The way I’ve seen math function checking done correctly is by comparing the results against a soft-float library that has predictable results on all platforms. But how can we be sure that two platforms with the same reference code produce the same results? Ideally we’d have to test two different platforms and compare each result matches. To do this without having to have two machines running concurrently, I wondered if it was possible to use MPFR to generate every possible result of a math function where we can test the entire range before the heat death of the universe? A 32-bit single input function like cos
would be possible to test, but every input to a 64-bit cos
would not, or a two input 32-bit function like pow
would also not be fully testable.
The Raw Data⌗
So each result value from cos
for a 32-bit input is 32-bits and there are 4,294,967,296 resulting values - meaning the raw uncompressed data would be 16GB. Not ideal for sending between machines! This data is the output from every representable floating-point number, starting at 0x00000000
(positive zero), all the way to 0xffffffff
(a negative NaN).
ZSTD To the Rescue?⌗
My first thought was to use ZSTD on a high compression level to compress the results, which resulted in a 2.9GB result file, which is 5.5x smaller. So obviously better, but still a lot of data to ship around.

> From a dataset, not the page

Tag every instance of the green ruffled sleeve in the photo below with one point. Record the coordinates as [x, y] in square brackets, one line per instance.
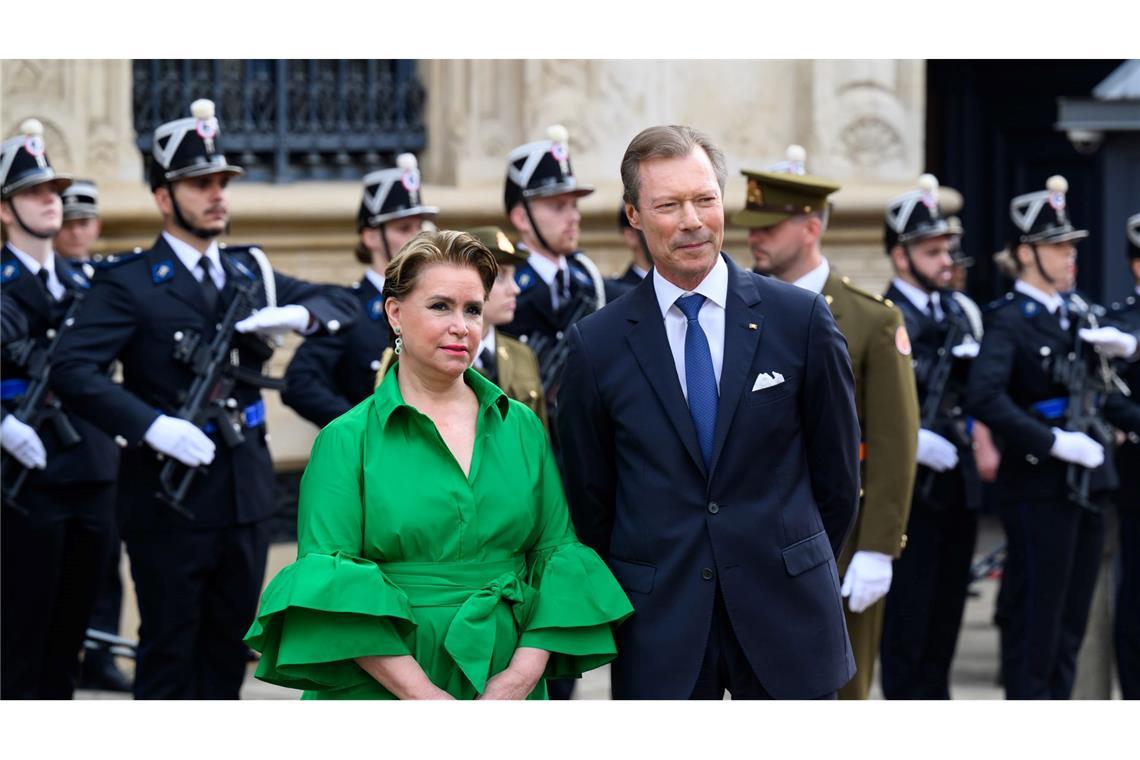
[578, 602]
[331, 605]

Ok, so compression alone is not enough to fix this, can we use some knowledge of the resulting data to help the compression achieve a better result?
Some Data Gathering⌗
So lets look at the graph of cos
:
We can see that in the range [-1..1]
each next value should be close to the previous one. And if you didn’t know, over half the entire range of floating-point numbers lie in that range. So for half the input data the resulting values should be close, and my guess was these would be 1 or 2 bits out on average. So the next thing I did was gather some stats on the entire range of cos
:
- The sign of the output flips between positive and negative in 20.36% of the consecutive outputs. Given that the high exponent inputs will result in wildly irregular outputs, my guess is these are primarily in these high exponent cases.
- The average exponent difference between outputs is 28.01. Again, I would expect this to be the high outputs that causes this.

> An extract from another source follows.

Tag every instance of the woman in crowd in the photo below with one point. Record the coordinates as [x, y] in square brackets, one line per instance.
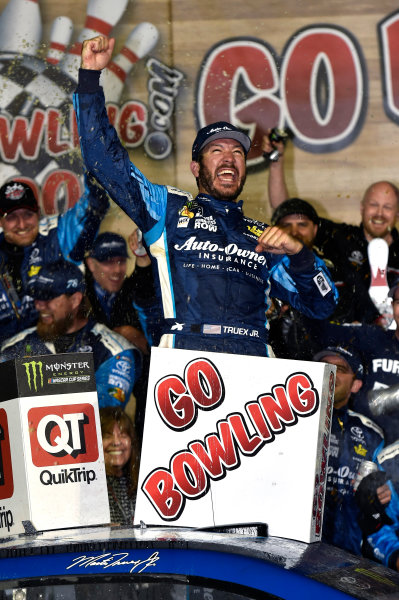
[121, 457]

- If we delta encode the mantissa (by subtracting the previous mantissa from the current one), we need 2.25 bytes on average to encode it (versus 3 bytes required in the floating-point standard).
- And if we xor the mantissa with the previous one, we need 2.30 bytes on average.
Xoring⌗
So my first attempt was to just store the previous output from cos, and xor the current one with the previous:
let next = current ^ previous;
The result? 2.6GB when I xor then ZSTD the result, a 0.3GB saving against raw ZSTDing. Better but not good enough.
Delta Encoding⌗
Next attempt was to just delta encode the entire number. Delta encoding just means we subtract the previous from the current, and store the ‘delta’ between them instead of the original.
let next = current - previous;
This took 3.8GB - ouch! My guess is that with the sign flipping 20% of the time, in those cases the delta will be huge between the two numbers and we’ll lose any benefit from the runs being close.
Varint Encoding the Mantissa⌗
At this point - I was running out of ideas. But I remembered that varint encoding could be used to reduce the storage space for integers if the number is small enough. And given that for most of our range we should have relatively small differences in the mantissa between each encoded result and that we could encode 3 bytes down to on average 2.2 bytes based on the stats I collected earlier, would that help? I used the integer-encoding crate which automatically does zig-zag encoding for signed integers, and used that on the difference of the mantissas only (xor’ing everything else).
3.6GB of space taken. Damn!
Conclusion⌗
I’m no compression expert, so there is probably some way to compress this better that I don’t know about. But even so - my original idea of just shipping these across platforms was a bad one it turns out. It’d have to get to below 500MB or thereabouts to make it feasible to ship this to multiple platforms (and you’d have to do it for every math function you wanted to test too!).
Editors suffix: The next thing I would try is based on this tweet, and use fpzip to try compress the numbers, thanks to Robin Green’s suggestion!